The following gives the expected result:

Code: Select all

for index, val in str{
	if(InStr(val, "Published by: ")){
		pub := StrReplace(val, "<strong>Published by: </strong>")
		Break
	}
}
An ordinary user who needs some help with developing own programs for his own use.
User avatar
menteith
Posts: 51
Joined: 04 Feb 2016, 12:22

Re: Help with IE COM – loop for correct tag

02 Jun 2016, 06:47

ameyrick wrote:You almost had it with your first try
A_Index starts at 1 not 0

Code: Select all

IE := ComObjCreate("InternetExplorer.Application")
IE.Visible := false
IE.Navigate("https://www.ceeol.com/search/article-detail?id=343886")
while IE.readyState != 4 || IE.document.readyState != "complete" || IE.busy
Sleep 10
 
   script_class := IE.document.querySelectorAll("strong") ;get all classes on page
loop, % script_class.length
	if InStr(script_class[(A_Index-1)].outerHtml,"Author(s): ")
		MsgBox % script_class[(A_Index-1)].innerText
ExitApp
Thank you. I have seen a lot of your post about COM and I even use you modified version of IEGet;)

The thing is that mine code works but I'd like to get what is after "Author(s): " not ""Author(s): "" itself. You can check a reply by Capn Odin. One strange thing is bugging me, thought. Care to tell me why the following code gives the correct result but with one or two spaces (or maybe tabs) before it?

Code: Select all

for index, val in str{
	if(InStr(val, "Author(s): ")){
		Authors := StrReplace(val, "<strong>Author(s): </strong>")
		Break
	}
}
Thanks!
ameyrick
Posts: 122
Joined: 20 Apr 2014, 18:12

Re: Help with IE COM – loop for correct tag

02 Jun 2016, 07:26

On my phone right now will look at it again later.

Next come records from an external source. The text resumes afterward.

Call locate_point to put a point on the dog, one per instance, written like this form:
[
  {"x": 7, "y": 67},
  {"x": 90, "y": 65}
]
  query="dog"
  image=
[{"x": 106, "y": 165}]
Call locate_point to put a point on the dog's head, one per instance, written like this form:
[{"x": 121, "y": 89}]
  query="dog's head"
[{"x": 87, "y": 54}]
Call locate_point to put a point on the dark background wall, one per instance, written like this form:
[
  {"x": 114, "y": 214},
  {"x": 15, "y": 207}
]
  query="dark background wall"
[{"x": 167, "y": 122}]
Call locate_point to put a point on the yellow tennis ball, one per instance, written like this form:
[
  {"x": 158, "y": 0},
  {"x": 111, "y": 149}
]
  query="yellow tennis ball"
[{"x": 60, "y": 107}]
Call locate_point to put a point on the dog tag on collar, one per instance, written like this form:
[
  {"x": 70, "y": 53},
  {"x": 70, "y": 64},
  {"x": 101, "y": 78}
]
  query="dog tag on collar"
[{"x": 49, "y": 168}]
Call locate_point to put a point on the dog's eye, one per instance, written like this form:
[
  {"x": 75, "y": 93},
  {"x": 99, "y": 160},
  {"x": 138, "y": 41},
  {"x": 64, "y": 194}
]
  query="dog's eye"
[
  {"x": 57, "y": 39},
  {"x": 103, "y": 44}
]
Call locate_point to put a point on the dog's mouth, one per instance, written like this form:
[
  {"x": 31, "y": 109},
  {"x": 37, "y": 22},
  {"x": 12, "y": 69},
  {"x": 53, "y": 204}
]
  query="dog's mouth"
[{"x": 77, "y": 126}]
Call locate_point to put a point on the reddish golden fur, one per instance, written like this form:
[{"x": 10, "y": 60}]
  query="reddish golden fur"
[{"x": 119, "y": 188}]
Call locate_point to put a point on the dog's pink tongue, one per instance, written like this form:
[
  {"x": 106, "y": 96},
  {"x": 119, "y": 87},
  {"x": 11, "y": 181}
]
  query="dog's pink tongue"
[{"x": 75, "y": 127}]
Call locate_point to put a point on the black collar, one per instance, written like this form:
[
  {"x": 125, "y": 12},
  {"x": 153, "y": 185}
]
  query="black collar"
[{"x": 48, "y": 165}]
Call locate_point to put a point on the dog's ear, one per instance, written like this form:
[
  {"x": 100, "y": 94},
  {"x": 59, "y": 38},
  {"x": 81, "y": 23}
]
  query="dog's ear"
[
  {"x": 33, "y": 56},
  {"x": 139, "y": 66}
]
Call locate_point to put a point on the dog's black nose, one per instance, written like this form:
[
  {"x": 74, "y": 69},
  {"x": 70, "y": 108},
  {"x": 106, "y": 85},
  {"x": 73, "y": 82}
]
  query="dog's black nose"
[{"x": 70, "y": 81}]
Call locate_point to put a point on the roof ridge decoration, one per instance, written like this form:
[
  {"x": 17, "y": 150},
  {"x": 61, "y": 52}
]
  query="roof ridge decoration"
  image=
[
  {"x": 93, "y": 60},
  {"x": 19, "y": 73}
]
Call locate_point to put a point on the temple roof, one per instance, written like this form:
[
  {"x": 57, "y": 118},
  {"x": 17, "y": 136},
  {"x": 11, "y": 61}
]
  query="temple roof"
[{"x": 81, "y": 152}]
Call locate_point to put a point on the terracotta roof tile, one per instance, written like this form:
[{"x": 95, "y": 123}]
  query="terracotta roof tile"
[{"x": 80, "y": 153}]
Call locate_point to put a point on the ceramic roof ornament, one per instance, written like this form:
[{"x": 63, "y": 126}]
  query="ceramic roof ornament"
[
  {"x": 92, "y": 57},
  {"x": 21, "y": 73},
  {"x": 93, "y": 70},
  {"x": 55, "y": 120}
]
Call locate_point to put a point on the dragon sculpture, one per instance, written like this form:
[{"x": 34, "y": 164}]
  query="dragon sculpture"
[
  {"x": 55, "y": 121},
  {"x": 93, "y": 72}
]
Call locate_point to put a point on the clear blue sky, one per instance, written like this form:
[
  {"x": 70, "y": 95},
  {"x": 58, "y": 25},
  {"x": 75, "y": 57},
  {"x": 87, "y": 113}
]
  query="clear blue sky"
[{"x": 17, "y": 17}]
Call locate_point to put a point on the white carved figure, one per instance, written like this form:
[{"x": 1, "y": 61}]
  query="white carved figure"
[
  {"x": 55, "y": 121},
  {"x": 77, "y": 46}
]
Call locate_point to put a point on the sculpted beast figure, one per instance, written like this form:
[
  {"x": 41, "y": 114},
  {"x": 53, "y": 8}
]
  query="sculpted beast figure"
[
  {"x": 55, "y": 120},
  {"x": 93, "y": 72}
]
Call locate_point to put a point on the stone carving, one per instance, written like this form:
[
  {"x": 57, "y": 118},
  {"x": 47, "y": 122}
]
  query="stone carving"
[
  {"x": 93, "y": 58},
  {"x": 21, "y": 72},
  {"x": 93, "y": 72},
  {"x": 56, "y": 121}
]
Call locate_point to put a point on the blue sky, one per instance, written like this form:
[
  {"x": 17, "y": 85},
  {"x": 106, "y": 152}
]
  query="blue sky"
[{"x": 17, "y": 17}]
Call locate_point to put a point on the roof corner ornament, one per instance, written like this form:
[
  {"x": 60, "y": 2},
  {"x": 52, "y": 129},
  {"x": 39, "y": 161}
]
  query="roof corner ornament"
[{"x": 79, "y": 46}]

As for the tabs and spaces... If they exist in the html source, they will be in the result string as they are valid characters. You will have to test for them and remove them.
ameyrick
Posts: 122
Joined: 20 Apr 2014, 18:12

Re: Help with IE COM – loop for correct tag

02 Jun 2016, 19:11

no_whitespace()

Code: Select all

OnExit("KillIE")
 
IE := ComObjCreate("InternetExplorer.Application")
IE.Visible := false
IE.Navigate("https://www.ceeol.com/search/article-detail?id=343886")
 
while IE.readyState != 4 || IE.document.readyState != "complete" || IE.busy
	Sleep 10
 
detail := IE.document.getElementsByClassName("article-detail-description")
div := detail[0].getElementsByTagName("div")
 
MsgBox, % div[0].InnerHTML

MsgBox, % no_whitespace(div[0].InnerHTML)
 
str := StrSplit(div[0].InnerHTML, "<br>")

for index, val in str{
	if(InStr(val, "Author(s): ")){
		Authors := StrReplace(val, "<strong>Author(s): </strong>")
		Authors := no_whitespace(Authors)
		Break
	}
}

for index, val in str{
	if(InStr(val, "Keywords: ")){
		Keywords := StrReplace(val, "<strong>Keywords: </strong>")
		Break
	}
}
 
MsgBox, % Authors "`n" Keywords

no_whitespace(s){
	x:="", r:="", i:=0, spc:=0
	MatchList := Chr(10) "," Chr(13) "," Chr(32) "," A_Space "," A_Tab
	StringSplit, ch, s
	loop % ch0
	{
		if (i < 1)
			if ch%A_Index% in %MatchList%
				continue
		i+=1
		if ch%A_Index% in %MatchList%
			spc+=1
		if (spc > 1){
			i-=1
			continue 
		} else 
			spc:=0		
		x.= ch%A_Index%
	}
	global ch:=
	StringSplit, ch, x
	a:=ch0
	i:=0
	loop, % ch0
	{
		if (a = 0)
			break
		if (i < 1)
			if ch%a% in %MatchList%
			{
				a-=1
				continue 
			}
		i+=1
		r:= ch%a% r
		a-=1
	}
	global ch:=
	return r
} ;written by ameyrick

KillIE(){
	Global IE
	IE.Quit()
}
User avatar
menteith
Posts: 51
Joined: 04 Feb 2016, 12:22

Re: Help with IE COM – loop for correct tag

03 Jun 2016, 03:13

ameyrick wrote:no_whitespace()

Code: Select all

OnExit("KillIE")

}
Thank you! Much appreciated!
An ordinary user who needs some help with developing own programs for his own use.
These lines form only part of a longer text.